Concerns about the usurpation of parental rights, especially regarding children's sexual orientation and gender identity, prompted Florida to pass a bill designed to protect parental rights in education.

Florida law prohibits school officials from discussing matters related to sexual orientation and gender identity with students in kindergarten through third grade. It requires schools to inform parents about all their children's mental and emotional health issues. 

Hoffman's defeat occurred the same night that candidates endorsed by the 1776 Project PAC performed well in several races across the U.S. The 1776 Project PAC supports "school board members nationwide who want to reform our public education system by promoting patriotism and pride in American history" and is "committed to abolishing critical race theory and 'The 1619 Project' from the public school curriculum." 

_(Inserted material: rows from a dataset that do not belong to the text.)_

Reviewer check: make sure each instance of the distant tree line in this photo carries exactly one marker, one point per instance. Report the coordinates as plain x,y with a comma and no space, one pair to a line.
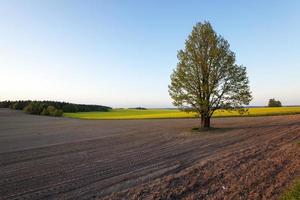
139,108
274,103
50,108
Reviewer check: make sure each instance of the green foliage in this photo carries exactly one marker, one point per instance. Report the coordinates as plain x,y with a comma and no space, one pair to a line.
293,193
65,107
38,108
206,78
274,103
174,113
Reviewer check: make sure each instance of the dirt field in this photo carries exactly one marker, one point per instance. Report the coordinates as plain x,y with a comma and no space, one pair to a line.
61,158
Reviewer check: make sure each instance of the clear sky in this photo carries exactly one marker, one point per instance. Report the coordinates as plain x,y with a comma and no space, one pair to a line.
121,53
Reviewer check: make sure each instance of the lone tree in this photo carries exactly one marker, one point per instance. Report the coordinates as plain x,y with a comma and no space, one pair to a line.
206,77
274,103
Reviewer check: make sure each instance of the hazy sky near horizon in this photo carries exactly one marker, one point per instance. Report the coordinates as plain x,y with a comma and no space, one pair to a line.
121,53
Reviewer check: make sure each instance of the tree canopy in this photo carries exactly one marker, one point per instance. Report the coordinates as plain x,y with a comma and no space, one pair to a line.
206,77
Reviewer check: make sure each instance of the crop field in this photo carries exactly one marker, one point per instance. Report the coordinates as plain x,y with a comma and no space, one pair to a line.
63,158
173,113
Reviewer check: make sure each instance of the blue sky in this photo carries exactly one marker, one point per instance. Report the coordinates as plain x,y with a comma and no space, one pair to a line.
121,53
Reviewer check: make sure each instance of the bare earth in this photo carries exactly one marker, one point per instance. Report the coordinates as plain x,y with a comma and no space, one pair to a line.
60,158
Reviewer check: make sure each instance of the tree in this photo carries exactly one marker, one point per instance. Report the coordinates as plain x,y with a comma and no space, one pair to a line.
274,103
206,77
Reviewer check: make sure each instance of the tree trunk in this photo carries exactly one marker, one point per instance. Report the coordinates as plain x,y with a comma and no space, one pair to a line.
205,122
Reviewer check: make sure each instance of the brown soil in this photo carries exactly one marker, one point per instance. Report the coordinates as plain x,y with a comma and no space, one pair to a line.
60,158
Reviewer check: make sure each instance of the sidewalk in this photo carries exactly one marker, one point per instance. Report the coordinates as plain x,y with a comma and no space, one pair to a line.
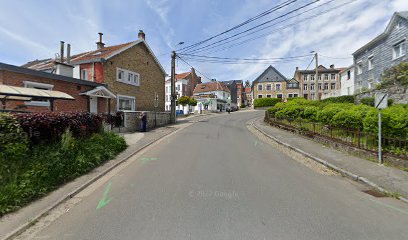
12,222
391,179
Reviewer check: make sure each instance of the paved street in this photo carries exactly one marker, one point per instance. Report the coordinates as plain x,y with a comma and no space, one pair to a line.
215,179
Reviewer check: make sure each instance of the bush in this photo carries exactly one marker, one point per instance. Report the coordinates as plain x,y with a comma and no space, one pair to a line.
340,99
51,164
266,102
49,126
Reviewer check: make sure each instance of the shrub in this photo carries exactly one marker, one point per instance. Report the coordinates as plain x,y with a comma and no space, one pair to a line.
52,164
266,102
340,99
49,126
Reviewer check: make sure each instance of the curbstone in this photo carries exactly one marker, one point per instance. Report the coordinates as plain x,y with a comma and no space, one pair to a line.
346,173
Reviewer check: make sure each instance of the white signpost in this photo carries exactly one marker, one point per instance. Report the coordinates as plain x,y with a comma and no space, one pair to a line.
381,102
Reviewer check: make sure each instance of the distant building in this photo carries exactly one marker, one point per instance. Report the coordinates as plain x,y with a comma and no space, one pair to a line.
272,84
386,50
212,96
347,81
328,84
185,85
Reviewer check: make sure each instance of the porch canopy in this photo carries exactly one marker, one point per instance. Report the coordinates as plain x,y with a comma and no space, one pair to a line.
26,94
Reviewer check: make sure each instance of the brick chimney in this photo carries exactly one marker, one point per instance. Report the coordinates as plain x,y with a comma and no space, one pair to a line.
141,35
100,44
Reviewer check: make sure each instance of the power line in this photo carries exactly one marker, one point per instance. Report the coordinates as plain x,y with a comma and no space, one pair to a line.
207,47
255,27
273,9
281,28
193,67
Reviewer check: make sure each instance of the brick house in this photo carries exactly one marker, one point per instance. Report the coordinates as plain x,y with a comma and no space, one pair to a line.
272,84
185,84
81,90
130,70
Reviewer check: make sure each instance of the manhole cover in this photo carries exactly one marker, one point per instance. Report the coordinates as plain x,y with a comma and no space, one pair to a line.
375,193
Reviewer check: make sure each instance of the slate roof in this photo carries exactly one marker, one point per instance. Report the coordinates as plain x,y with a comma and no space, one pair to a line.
387,31
210,87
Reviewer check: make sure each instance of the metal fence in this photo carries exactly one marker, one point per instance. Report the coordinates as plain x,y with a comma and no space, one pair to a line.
353,137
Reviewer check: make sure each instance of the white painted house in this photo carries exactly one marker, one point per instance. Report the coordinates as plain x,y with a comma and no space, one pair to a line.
347,81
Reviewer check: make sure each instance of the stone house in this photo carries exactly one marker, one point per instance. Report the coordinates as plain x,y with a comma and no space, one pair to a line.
272,84
383,52
130,70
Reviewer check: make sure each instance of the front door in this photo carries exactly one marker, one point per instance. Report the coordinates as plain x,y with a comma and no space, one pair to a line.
93,104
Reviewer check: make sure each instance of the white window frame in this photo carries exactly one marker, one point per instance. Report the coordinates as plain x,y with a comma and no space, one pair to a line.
125,97
29,84
126,75
401,47
84,74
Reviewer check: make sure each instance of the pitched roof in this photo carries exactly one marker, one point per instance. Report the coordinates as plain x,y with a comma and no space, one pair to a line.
386,32
210,87
99,55
27,71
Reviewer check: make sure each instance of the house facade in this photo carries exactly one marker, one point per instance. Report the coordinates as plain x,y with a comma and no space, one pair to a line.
386,50
130,70
272,84
327,84
347,81
212,96
83,92
185,84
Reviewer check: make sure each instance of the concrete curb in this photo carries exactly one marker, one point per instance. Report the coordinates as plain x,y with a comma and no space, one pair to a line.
346,173
32,221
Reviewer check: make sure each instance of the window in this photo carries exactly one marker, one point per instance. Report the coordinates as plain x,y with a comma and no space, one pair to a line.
312,86
125,103
370,62
359,68
42,86
84,74
128,77
398,50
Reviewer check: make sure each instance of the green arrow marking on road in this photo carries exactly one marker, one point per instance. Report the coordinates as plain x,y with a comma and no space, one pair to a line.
104,201
146,160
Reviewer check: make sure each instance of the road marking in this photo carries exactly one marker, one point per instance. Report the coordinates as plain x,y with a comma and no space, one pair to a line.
390,206
104,201
146,160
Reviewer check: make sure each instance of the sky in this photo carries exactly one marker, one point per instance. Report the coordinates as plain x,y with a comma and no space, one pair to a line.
32,30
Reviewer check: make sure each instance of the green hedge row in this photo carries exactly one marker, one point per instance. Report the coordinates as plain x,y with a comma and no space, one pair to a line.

While some public schools districts' alleged teaching of elements related to critical race theory and LGBT ideology has led to lawsuits and the creation of advocacy groups like the 1776 Project PAC, individual parents have descended upon school board meetings across the nation to express outrage about the presence of sexually explicit material in school libraries. 

The Biden administration faced massive pushback last year after U.S. Attorney General Merrick Garland asked federal law enforcement officials to coordinate with state and local authorities to address the "disturbing spike in harassment, intimidation and threats of violence against school administrators, board members, and teachers." 

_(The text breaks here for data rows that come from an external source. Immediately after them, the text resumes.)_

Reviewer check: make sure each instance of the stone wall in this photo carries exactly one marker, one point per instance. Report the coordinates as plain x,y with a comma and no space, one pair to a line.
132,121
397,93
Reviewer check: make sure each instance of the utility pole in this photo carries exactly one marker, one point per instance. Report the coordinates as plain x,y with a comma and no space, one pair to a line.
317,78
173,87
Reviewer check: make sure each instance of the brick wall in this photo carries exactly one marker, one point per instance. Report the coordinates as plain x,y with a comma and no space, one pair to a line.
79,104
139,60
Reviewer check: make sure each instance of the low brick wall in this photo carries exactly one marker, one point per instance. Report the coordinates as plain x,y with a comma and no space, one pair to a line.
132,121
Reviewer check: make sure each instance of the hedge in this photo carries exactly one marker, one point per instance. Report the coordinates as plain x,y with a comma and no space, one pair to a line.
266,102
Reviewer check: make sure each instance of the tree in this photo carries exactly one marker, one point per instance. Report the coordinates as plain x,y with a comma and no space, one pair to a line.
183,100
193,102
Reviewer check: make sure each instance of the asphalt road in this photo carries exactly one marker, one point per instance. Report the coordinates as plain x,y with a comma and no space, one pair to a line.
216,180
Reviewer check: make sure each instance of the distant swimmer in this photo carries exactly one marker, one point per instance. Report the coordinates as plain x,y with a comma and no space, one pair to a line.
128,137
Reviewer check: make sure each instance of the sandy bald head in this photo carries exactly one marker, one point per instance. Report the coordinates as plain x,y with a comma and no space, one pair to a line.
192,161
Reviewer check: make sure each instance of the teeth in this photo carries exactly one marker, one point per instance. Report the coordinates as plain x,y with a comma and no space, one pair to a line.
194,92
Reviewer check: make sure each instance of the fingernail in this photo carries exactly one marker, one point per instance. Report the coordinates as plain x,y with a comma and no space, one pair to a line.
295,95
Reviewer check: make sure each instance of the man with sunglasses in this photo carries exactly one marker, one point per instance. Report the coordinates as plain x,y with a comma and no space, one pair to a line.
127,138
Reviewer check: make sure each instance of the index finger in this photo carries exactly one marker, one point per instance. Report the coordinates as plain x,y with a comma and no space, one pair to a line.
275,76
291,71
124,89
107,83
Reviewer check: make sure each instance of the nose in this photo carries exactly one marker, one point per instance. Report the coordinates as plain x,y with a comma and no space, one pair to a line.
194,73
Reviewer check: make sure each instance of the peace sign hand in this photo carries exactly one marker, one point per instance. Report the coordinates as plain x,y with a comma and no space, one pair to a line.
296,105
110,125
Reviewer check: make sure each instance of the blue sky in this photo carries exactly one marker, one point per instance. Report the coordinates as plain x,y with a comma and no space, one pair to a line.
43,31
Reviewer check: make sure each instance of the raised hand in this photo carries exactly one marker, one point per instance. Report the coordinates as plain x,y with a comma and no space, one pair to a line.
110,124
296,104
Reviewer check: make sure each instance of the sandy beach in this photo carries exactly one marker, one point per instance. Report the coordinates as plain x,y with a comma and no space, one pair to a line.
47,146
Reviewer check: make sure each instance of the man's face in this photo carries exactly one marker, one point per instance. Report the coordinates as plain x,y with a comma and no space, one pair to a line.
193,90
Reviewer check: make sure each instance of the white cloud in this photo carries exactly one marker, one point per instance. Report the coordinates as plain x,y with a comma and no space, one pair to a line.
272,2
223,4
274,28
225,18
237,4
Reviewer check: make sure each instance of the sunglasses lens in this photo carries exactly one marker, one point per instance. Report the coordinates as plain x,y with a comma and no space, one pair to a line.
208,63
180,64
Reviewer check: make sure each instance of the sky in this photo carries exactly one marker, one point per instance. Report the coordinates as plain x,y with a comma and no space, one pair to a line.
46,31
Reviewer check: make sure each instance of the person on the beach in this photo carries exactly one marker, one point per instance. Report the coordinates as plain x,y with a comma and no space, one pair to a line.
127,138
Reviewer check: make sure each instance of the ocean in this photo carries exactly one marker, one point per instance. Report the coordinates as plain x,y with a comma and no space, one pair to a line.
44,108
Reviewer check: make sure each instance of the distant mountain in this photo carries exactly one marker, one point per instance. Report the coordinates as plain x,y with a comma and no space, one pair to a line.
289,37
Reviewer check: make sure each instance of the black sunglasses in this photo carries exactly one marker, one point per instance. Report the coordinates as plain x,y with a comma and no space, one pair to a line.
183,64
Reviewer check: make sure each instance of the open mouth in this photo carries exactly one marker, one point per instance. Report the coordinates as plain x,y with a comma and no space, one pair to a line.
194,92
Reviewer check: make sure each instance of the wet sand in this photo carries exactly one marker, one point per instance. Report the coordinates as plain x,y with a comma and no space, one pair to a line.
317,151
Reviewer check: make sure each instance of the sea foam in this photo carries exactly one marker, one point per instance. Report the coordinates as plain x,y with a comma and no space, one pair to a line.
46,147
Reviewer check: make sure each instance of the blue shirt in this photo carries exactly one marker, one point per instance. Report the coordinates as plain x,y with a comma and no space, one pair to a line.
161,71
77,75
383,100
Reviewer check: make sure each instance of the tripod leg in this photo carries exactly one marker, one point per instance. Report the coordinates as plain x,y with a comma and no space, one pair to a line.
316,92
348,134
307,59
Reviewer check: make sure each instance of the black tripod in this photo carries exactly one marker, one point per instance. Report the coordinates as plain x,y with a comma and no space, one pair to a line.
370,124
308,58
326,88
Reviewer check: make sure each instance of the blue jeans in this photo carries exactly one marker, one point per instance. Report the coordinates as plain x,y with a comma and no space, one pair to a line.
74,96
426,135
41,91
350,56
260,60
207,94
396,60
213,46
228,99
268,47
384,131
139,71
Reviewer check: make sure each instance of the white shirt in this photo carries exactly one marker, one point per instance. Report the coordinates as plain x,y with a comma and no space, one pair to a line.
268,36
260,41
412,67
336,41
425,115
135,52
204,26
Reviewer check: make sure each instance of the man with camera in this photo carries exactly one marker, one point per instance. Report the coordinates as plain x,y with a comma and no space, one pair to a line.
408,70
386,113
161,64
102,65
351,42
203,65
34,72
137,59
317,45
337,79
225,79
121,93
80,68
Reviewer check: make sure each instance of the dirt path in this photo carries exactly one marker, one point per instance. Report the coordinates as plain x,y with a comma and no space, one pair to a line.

The memorandum in question was crafted in response to a request from the National School Boards Association for "federal assistance to stop threats and acts of violence against public school children, public school board members, and other public school district officials and educators."

Emails obtained by Parents Defending Education, another advocacy organization that has emerged in response to parents' concerns, revealed the U.S. Department of Education collaborated on the letter with the NSBA.